曖昧さ回避
本記事では、日本初の戦艦、練習帆船とタンカーの日本丸について記述する。
九鬼嘉隆の日本丸
神託によって賀多神社の境内に生えていた龍燈松を用いて建造されたと言われている。日本丸の船底材は長さ約25m、肩幅9.4m、深さ3mに及び、当時としては最大級の大きさを誇った。また、豊臣秀吉の御座船として作られたため、豪華な艤装が施されたと言われている。日本丸の名は、文禄の役に集まった船のなかでもっとも秀逸だったことから秀吉によって名付けられたと言う逸話が存在。
当初は「鬼宿(きしゅく)丸」と命名されたが、名護屋城へ回航した際、最も優れた船として秀吉の指示で「日本丸」へ改名された。日本丸は文禄の役で九鬼水軍の旗艦として同年7月10日の安骨浦海戦に参加しており、『九鬼御伝記』には艦隊の楯として突出し、長時間に及ぶ朝鮮水軍による集中攻撃で矢倉は打ち落とされ端々しか残らず、帆柱も射切られる大損害を受けつつも健在だった旨が記されている。
この海戦の報告を受けた秀吉は味方に1艘の損失も無かったことを賞し、朝鮮水軍への対策として大船の派遣・建造を行う旨の書状を、海戦に参加した嘉隆・加藤嘉明へ7月16日に送っている。このことから秀吉が日本丸を有力な軍船と評価したことが窺え、以後は後述の様に日本丸以上の大船建造が行われることになる。嘉隆は文禄2年(1594年)初めの熊川海戦にも参加しているが、日本丸の動向は確認できない。文禄の役で日本水軍は多数の船舶を失ったが、日本丸は生き残り、日本に帰還している。慶長の役では九鬼家は渡海しなかった。
その後は九鬼家の後に鳥羽藩主となった内藤忠重によって500石積み60丁立の船に縮小改造の上「大龍丸」に改名。以後は内藤家断絶後も、鳥羽藩の持ち船として使用され、老朽化のため安政3年(1856年)に解体されるまでほぼ江戸時代を通して残存したとある。

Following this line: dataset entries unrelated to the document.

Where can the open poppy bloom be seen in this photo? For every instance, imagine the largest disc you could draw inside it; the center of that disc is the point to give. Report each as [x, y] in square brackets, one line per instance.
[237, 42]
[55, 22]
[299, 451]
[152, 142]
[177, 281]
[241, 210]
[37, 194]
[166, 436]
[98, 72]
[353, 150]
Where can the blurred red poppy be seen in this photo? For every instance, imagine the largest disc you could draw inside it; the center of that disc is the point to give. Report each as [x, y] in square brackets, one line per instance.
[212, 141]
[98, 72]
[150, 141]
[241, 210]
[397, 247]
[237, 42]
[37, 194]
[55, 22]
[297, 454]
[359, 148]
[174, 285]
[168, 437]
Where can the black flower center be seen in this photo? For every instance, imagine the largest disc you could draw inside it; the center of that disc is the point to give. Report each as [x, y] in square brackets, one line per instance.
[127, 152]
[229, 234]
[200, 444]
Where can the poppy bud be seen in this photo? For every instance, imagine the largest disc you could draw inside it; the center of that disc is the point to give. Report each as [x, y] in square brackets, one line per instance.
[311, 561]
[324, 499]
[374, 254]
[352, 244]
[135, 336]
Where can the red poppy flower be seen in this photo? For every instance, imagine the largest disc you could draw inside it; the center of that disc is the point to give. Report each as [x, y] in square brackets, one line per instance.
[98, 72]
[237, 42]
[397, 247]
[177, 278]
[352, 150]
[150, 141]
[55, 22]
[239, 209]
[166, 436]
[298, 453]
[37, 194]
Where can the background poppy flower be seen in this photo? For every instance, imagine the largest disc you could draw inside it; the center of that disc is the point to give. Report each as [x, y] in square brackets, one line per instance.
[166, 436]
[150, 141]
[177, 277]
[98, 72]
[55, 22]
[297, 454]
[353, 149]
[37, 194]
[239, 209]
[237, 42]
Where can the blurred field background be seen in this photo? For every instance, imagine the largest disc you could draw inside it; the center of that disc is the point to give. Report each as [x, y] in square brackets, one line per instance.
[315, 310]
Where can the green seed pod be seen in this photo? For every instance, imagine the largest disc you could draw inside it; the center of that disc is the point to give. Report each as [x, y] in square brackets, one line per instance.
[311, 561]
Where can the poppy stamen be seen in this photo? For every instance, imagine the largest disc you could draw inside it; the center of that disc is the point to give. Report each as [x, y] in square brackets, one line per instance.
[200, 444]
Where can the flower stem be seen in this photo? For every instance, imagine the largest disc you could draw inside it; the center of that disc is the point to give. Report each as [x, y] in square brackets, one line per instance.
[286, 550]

これが事実であれば船歴263年になるが、一般に木造船の寿命は長くとも20年程度であり、200年以上使用という記述には疑点もある。しかし寛永7年(1630年)には存在が確認できる天地丸は文久2年(1862年)に廃船になるまでの230年以上の間、将軍の御座船として存在した実例があり、維持管理次第では200年以上の存続も不可能ではない。
参考
- ウィキペディア
- 刀剣ワールド
練習帆船「日本丸」
日本の練習帆船、新旧の二隻がある。
初代日本丸
鹿児島商船水産学校の練習船「霧島丸」の沈没事故を契機に建造された練習帆船。
当時日本の商船、水産系学校で多額の維持費を要する本格的な練習船を運航できていたのは東京高等商船学校(現東京海洋大学)の「大成丸」と神戸高等商船学校(現神戸大学)の「進徳丸」ぐらいのもので、地方の学校では一般商船への便乗実習や、小型の練習船にならざるを得なかった。
そんな中で実習生全員死亡の惨事となった「霧島丸」沈没事故が発生し、地方校の学生に安全で有意義な実習を提供するための大型帆船を求める世論が沸き起こった。
かくして国有の大型練習帆船二隻の建造と、これを運航し、地方校の学生の実習を請け負う「航海練習所(現海技教育機構)」の設立が決定された。
昭和5年1月、神戸川崎造船所で第1船が進水、「日本丸」と名付けられ、同年2月に進水した姉妹船は「海王丸」と名付けられた。
その後南太平洋を中心に実習航海に従事するも、昭和18年、太平洋戦争の激化に伴う船員教育の効率化政策の一環として航海練習所が「航海訓練所」に改組、練習船隊に前述の「大成丸」、「進徳丸」が加わって四隻体制となった。また情勢悪化に伴い外洋での帆走実習は既に不可能になっていたため、全船で帆装が撤去され、瀬戸内海などで物資輸送を兼ねた実習航海を行った。
この時期の実習は練習船の受難として語られることが多いが、本来の実習航海では行わない本格的な荷役作業(貨物の積み下ろし)を含む実習となり、結果としては大変実践的で有意義な実習になったとする証言もある。
僚船「進徳丸」が空襲により大破着底、「大成丸」が触雷沈没する中、本船と「海王丸」は戦争を生き延び、戦後貴重な大型船として、実習航海を兼ねた在外邦人の引き揚げ輸送に従事した。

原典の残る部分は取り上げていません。